Supermärkte suchen händeringend nach Personal für Bedientheken und schränken bereits ihr Angebot ein. Was die einen als Verlust empfinden, akzeptieren die anderen als nicht aufzuhaltenden Prozess.
Supermärkte wie Edeka verfügen in der Regel über einen Service, der Discountern fehlt: eine Frischetheke. Doch in vielen Läden nimmt die Zahl solcher Theken bereits ab – der Grund: Personalmangel. "Dieser Trend wird weitergehen", vermutet Lebensmittel- und Ernährungsexperte Armin Valet im t-online-Interview.
Marcel Horzenek weint Bedientheken und anderen aussterbenden Supermarkt-Relikten keine Träne nach, im Gegenteil: "Die Zukunft darf gern schneller kommen", meint er. Philipp Heinemann hält dagegen, das sei wie "Einkaufen in einer Dystopie". Hier lesen Sie das Pro & Kontra der beiden t-online-Redakteure, das viele Reaktionen der t-online-Leserschaft hervorrief.
"Nahrung verkommt zu einem lieblosen Etwas"

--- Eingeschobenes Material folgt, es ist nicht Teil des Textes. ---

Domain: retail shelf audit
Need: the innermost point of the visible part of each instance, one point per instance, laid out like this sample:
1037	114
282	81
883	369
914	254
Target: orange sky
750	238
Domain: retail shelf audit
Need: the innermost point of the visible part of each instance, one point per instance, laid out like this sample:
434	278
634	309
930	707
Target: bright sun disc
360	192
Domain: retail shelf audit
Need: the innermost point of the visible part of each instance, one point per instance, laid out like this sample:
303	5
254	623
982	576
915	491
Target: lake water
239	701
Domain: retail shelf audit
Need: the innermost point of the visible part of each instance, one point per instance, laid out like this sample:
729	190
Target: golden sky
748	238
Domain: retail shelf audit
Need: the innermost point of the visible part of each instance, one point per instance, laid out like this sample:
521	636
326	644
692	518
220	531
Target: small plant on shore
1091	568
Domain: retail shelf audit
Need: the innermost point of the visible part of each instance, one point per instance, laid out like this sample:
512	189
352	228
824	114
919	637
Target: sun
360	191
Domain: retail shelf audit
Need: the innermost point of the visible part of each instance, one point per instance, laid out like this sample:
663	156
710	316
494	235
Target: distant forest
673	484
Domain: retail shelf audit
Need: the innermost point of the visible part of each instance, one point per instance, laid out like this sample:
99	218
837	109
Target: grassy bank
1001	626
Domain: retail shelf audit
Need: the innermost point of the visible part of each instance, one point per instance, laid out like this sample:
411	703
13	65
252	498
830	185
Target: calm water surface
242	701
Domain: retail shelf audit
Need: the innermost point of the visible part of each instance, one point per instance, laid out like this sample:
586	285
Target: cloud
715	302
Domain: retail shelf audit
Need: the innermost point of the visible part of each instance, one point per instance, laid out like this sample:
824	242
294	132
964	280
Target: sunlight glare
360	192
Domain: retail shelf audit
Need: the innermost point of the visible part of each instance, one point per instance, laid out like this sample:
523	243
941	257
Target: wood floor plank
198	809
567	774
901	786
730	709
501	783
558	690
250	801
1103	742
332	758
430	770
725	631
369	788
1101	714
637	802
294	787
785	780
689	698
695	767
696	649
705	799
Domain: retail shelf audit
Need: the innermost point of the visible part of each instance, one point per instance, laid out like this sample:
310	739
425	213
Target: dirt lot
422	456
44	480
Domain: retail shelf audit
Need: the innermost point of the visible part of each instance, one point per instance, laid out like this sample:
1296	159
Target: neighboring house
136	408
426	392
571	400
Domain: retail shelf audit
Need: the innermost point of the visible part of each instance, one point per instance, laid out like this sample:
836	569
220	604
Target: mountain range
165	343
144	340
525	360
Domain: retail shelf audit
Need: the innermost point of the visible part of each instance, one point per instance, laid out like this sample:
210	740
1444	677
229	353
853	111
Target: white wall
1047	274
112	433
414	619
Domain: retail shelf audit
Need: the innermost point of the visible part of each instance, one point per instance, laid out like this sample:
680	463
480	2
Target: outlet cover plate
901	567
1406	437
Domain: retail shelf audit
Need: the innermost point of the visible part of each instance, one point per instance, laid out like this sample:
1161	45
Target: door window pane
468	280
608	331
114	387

Elisabeth Zimmer graut es vor der zunehmenden Automatisierung: "Ich suche noch, solange es möglich ist, Bedientheken und Kassen mit Menschen aus Fleisch und Blut auf – allein des Erhalts der Arbeitsplätze wegen." Sie habe keine Lust auf in Plastik abgepackte Massenware, die für ihr Empfinden nichts mehr mit Lebensmitteln zu tun habe.
"So verkommt unsere Nahrung immer mehr zu einem lieblosen Etwas, dem jede Esskultur verloren geht. Uns wird der 'gute Geschmack' abhandenkommen", befürchtet die t-online-Leserin.
"Der Prozess ist nicht mehr aufzuhalten"
"Schade ist das natürlich, aber der Prozess ist nicht mehr aufzuhalten", schreibt Rolf Kausemann, der selbst jahrzehntelang Betreiber eines Lebensmittelgeschäfts war. "Mitarbeiter zu finden, gerade im Bereich der Serviceabteilung, wurde immer schwieriger."
Das sei weniger eine Gehalts- als vielmehr eine Frage der ausgeweiteten Arbeitszeiten: "Mit der Veränderung der Ladenöffnungszeiten vor circa 30 Jahren fing dieser Prozess so langsam an und hat sich in den letzten Jahren drastisch verschlimmert."
"Es geht nicht nur die Beratung verloren"
Otto Klausmann mailt: "Beim Wegfall der Bedientheken geht nicht nur die Beratung verloren. Viel schlimmer ist die Tatsache, dass ich die verpackten Größen akzeptieren muss." Er lebe in der Nähe von München und berichtet, dass in seiner Nähe die Käsetheken den Verpackungen gewichen seien.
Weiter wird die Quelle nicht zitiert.